Da intervenção do representante permanente da França, emerge a identidade de um Estado que evidencia o seu papel diplomático no âmbito multilateral e bilateral. Cabe destacar a precisão com que essa identidade é construída. Quando a França revela apoio ao Haiti no quadro das Nações Unidas, é preciso ter em conta o seu status de membro permanente. No âmbito bilateral, destaca-se não somente a relação entre França e Haiti, mas também a relação entre França e Estados Unidos em ações diplomáticas que favorecem o Haiti. Mais uma vez, sublinhamos o fato de esses dois Estados (França e EUA) serem membros permanentes no CSNU. Vemos, portanto, que a identidade diplomática da França é construída a partir da ênfase em seu status de membro permanente. Com base nele, o Estado assume um posicionamento que julgamos impositivo, deixando nas entrelinhas do discurso uma espécie de “moeda de troca”: a França faz x (manterá seu compromisso ao lado do povo e do governo haitianos...) e, em troca, espera que o Haiti faça y (tome as decisões cabíveis, possivelmente, aquelas sugeridas/determinadas pela França):

Exemplo 39

La France quant à elle poursuit son appui, dans le cadre des Nations unies comme à titre bilatéral. Grâce au soutien français, le principal hôpital de Port-au-Prince a pu continuer à accueillir des malades. Sa reconstruction va être assurée par un partenariat franco-américain avec le ministère de la santé haïtien.

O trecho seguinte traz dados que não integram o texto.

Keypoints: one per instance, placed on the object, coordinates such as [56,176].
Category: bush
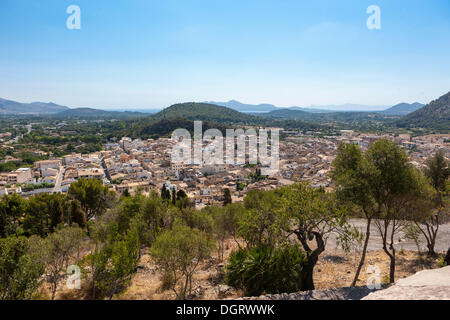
[178,252]
[265,269]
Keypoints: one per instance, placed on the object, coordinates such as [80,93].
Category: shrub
[266,269]
[178,252]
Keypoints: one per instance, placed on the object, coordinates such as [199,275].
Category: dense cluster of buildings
[132,165]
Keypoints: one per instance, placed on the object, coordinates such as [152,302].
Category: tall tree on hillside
[12,208]
[227,197]
[392,185]
[352,173]
[93,196]
[311,214]
[438,171]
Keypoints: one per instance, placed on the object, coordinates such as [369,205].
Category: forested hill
[435,115]
[205,112]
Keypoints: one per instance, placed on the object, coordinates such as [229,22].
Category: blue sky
[150,54]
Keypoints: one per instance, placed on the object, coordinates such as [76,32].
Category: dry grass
[334,269]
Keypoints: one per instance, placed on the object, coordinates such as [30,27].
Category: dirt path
[375,243]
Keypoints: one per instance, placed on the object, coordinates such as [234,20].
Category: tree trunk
[308,272]
[312,258]
[363,255]
[392,269]
[53,292]
[447,257]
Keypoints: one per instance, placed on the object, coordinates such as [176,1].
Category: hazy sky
[149,54]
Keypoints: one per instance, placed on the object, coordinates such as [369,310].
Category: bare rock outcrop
[424,285]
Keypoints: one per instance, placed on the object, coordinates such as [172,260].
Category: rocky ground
[424,285]
[333,274]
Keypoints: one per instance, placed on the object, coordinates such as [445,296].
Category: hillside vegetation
[435,115]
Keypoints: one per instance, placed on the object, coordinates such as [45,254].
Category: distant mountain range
[435,115]
[203,112]
[402,109]
[96,113]
[9,107]
[260,108]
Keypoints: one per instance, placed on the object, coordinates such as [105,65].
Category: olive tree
[352,175]
[312,214]
[178,252]
[20,269]
[57,252]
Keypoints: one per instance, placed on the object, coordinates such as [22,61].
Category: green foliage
[178,252]
[227,197]
[114,261]
[20,270]
[57,252]
[260,224]
[44,213]
[266,270]
[92,195]
[435,115]
[12,209]
[438,171]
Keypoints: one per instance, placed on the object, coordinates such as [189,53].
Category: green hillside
[205,112]
[435,116]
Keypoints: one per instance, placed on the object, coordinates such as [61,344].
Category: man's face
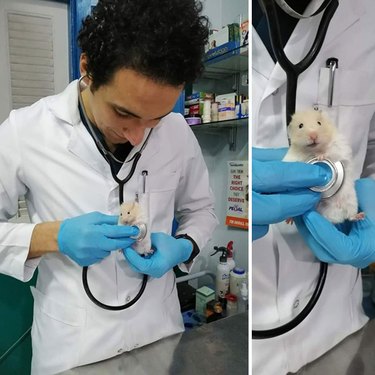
[128,105]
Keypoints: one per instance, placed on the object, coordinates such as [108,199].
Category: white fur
[323,141]
[132,213]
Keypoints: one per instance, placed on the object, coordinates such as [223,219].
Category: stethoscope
[121,182]
[292,72]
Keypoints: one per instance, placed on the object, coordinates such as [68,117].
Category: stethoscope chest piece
[335,183]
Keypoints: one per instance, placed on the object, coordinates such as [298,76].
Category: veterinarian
[136,58]
[286,260]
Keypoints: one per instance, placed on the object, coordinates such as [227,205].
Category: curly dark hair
[161,39]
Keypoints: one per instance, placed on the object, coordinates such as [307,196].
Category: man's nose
[134,133]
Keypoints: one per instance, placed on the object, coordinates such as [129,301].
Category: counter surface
[217,348]
[353,356]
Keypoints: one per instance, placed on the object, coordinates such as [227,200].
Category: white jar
[237,277]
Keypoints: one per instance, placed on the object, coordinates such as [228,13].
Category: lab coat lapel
[83,146]
[149,151]
[304,33]
[65,107]
[262,61]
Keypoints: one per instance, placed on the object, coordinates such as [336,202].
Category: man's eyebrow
[124,110]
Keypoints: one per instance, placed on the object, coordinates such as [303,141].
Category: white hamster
[131,213]
[313,135]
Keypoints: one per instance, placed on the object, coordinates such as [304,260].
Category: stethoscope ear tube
[274,332]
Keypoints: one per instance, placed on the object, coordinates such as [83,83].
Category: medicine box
[202,296]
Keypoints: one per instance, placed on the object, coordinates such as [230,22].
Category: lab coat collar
[65,105]
[347,13]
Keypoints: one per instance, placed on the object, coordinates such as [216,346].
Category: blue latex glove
[168,252]
[349,243]
[89,238]
[281,189]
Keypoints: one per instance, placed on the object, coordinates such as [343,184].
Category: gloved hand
[89,238]
[281,189]
[348,243]
[168,252]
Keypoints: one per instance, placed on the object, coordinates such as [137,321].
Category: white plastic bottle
[243,304]
[222,277]
[237,277]
[230,259]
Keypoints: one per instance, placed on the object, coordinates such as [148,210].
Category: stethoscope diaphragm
[335,183]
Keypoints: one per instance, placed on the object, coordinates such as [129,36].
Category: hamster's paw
[357,217]
[321,157]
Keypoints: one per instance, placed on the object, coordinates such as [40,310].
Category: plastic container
[232,307]
[203,295]
[230,259]
[237,277]
[243,303]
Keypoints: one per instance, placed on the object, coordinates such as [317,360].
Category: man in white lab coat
[136,57]
[285,269]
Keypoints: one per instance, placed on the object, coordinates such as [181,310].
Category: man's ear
[83,60]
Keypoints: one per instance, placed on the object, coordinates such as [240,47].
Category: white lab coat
[284,270]
[47,155]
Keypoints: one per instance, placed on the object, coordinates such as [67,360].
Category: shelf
[230,125]
[231,62]
[222,124]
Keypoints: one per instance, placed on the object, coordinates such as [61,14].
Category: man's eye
[122,114]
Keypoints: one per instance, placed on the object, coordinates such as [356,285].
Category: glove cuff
[196,249]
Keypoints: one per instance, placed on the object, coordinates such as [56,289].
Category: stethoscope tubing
[106,154]
[292,72]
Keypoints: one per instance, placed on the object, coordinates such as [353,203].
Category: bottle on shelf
[243,304]
[222,273]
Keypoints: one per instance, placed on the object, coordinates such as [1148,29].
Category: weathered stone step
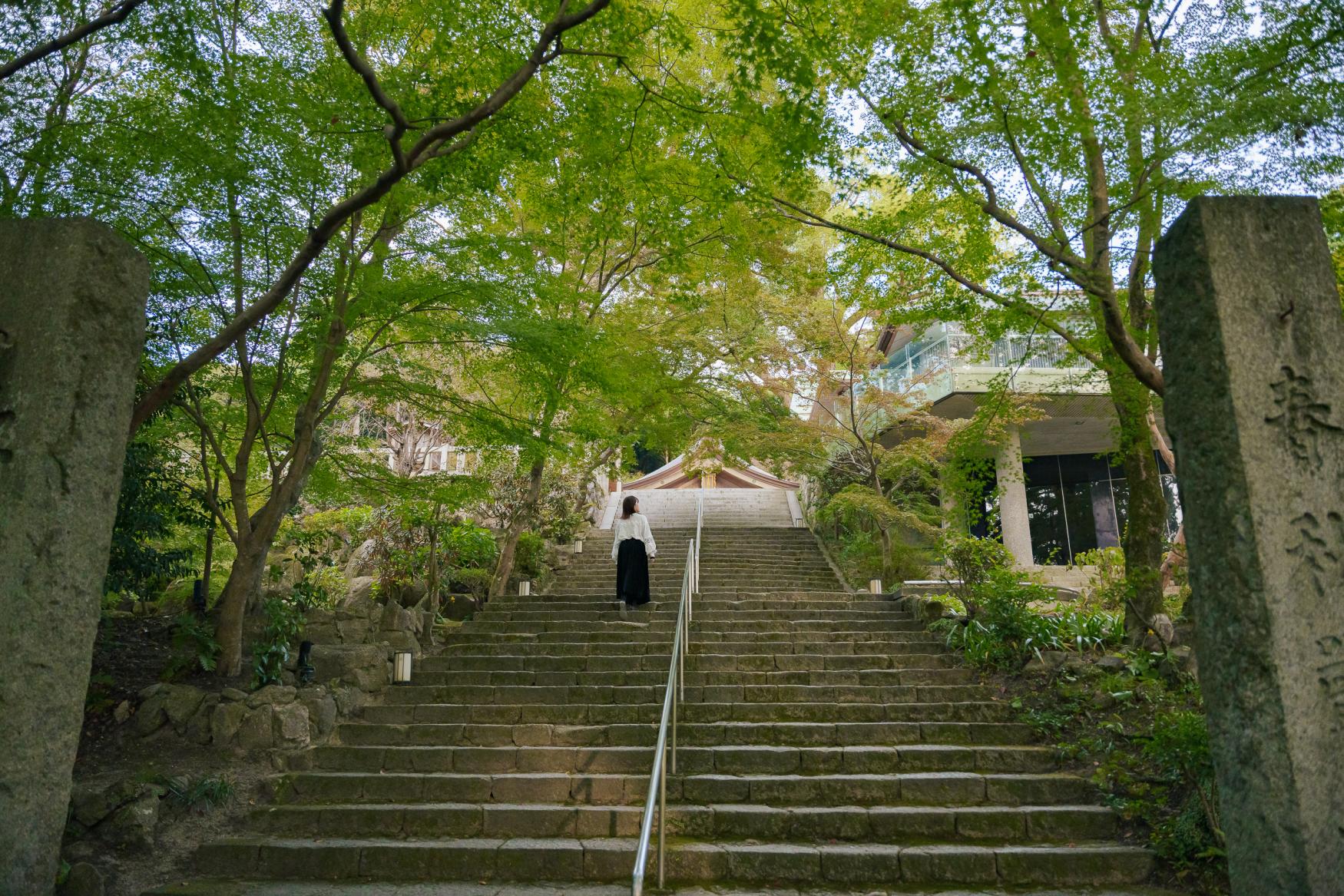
[831,789]
[593,611]
[700,627]
[722,759]
[591,695]
[757,598]
[612,858]
[722,822]
[234,887]
[690,734]
[637,632]
[694,713]
[882,677]
[542,663]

La France poursuivra son engagement aux côtés du peuple et du Gouvernement haïtiens, en étroite coordination avec les Nations unies. Nous espérons que les autorités haïtiennes de leur côté prendront les décisions qui s’imposent pour offrir à leur pays et à leur population de meilleures perspectives. ANEXO B

Vemos, pois, que certos aspectos linguístico-discursivos revelam identidades diplomáticas próprias para cada um desses Estados. Não seria viável, contudo, deduzirmos que o Brasil se opôs à França no que dizia respeito à situação do Haiti, debatida no CSNU em 2011. De qualquer forma, o mais importante é que nossa análise condiz inclusive com fatos empíricos, como aqueles que destacamos sobre a relação entre Brasil, OEA, ONU e Haiti. Para encerrar esta análise, citaremos mais uma vez um trecho sobre a Resolução 1542, de 30 de abril de 2004. Isso porque nele encontramos fatos históricos que mostram aspectos distintivos da identidade diplomática do Brasil e da França. O tom coercitivo que revelamos a partir da intervenção da França e sua parceria com os EUA encontram respaldo histórico em posicionamentos explicitamente contrários aos do Brasil durante a produção da referida Resolução:

Em segundo lugar, atentando para o princípio da não intervenção, muito caro ao Brasil (sobretudo no contexto regional) retirou-se a expressão “atuando de acordo com o capítulo VII da carta da ONU” (acting under Chapter VII of the Charter of

the United Nations) da parte inicial da resolução, uma vez que isso poderia ser

entendido como uma ingerência externa ilimitada na região. Após grande controvérsia com os EUA, que buscavam manter a expressão no cabeçalho da resolução, ela foi incluída apenas no caput do artigo operacional que delimitava o mandato da MINUSTAH no referente à estabilidade política. Em terceiro lugar, a expressão “all necessary measures” não foi utilizada ao se definir o mandato da MINUSTAH, indicando o respeito à soberania haitiana. Por fim, em contraposição à estratégia de intervenção breve proposta pelos EUA, o Brasil logra avançar sua perspectiva de que as operações de paz devem ter estratégias de desenvolvimento de longo prazo, como expresso no parágrafo operativo 14 da resolução (ZIEMATH, 2014, p. 123).